Unlike other methods of cognizing truth – which concern this or that and hence are involved with samvritti satya, relative truths, though truths nonetheless – prajna has but one single object for its focus, the Supreme Truth itself (paramartha satya). Its power displaces and transcends all lesser forms of truth, exiling them permanently from consciousness. Beyond this lies only that indescribable state called nirbija samadhi, meditation without a seed, wherein the mind lets go of even Truth itself as an object. When the mind ceases to function, the Yogabhashya teaches, purusha becomes isolated, pure and liberated. Mind has become the pure instrument that guides the soul ever closer to that threshold where, when reached, spirit steps from false finitude into inconceivable infinitude, leaving the mind behind, passing into kaivalya, total isolation or supreme freedom. The last psychic veil is drawn aside and the spiritual man stands with unveiled vision.

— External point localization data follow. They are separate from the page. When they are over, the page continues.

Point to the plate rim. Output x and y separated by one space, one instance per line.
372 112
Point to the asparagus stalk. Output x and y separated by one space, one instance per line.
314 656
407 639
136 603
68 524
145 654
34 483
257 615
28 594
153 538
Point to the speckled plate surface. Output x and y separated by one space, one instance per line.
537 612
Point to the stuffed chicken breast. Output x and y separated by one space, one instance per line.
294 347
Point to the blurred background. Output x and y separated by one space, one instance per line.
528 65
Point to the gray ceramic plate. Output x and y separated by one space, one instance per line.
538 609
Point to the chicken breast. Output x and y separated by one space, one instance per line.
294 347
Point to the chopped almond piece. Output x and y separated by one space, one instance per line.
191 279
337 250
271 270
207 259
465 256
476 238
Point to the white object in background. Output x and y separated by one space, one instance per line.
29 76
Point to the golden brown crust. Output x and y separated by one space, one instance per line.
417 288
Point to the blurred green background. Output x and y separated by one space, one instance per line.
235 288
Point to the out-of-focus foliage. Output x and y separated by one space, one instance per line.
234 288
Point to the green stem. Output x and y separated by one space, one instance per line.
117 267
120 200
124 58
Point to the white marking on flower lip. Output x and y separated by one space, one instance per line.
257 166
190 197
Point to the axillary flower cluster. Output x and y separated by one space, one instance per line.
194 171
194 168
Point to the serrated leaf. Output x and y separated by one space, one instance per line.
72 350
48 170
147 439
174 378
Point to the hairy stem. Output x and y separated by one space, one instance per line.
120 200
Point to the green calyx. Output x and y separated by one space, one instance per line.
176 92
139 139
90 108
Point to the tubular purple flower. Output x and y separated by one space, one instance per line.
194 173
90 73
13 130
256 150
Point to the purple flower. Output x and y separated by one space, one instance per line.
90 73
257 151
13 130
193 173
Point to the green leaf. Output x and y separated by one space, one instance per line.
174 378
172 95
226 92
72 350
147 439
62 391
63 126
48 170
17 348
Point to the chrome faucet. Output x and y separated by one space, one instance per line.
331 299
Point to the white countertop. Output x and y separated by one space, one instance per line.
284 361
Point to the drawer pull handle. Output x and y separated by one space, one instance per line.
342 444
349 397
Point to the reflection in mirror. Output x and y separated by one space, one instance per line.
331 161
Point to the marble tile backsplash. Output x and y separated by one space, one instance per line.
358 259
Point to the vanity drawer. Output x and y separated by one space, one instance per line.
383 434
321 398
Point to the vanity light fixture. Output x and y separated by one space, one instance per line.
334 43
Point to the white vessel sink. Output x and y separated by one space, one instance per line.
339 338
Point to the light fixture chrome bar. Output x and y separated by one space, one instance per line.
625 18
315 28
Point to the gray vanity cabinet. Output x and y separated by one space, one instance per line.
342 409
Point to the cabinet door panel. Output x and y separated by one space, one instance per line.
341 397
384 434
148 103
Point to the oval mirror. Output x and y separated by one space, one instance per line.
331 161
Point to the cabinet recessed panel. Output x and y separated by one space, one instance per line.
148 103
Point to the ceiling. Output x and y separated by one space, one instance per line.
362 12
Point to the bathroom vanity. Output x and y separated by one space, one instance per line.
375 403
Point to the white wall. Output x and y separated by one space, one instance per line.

As M.N. Dvivedi commented, "The mind thus having nothing to rest upon exhausts itself. . . and purusha alone shines in perfect bliss and peace." "The Light", I.K. Taimni remarked, "which was up to this stage illuminating other objects now illuminates Itself, for it has withdrawn beyond the realm of these objects. The Seer is now established in his own Self."

Having depicted the entire path leading from ignorance and bewilderment to beatific illumination, Patanjali saw only two tasks remaining: (1) to explain in detail the diverse means for attaining concentration and meditation, and (2) to elucidate the idea of kaivalya or isolation, insofar as it is possible to convey it through words.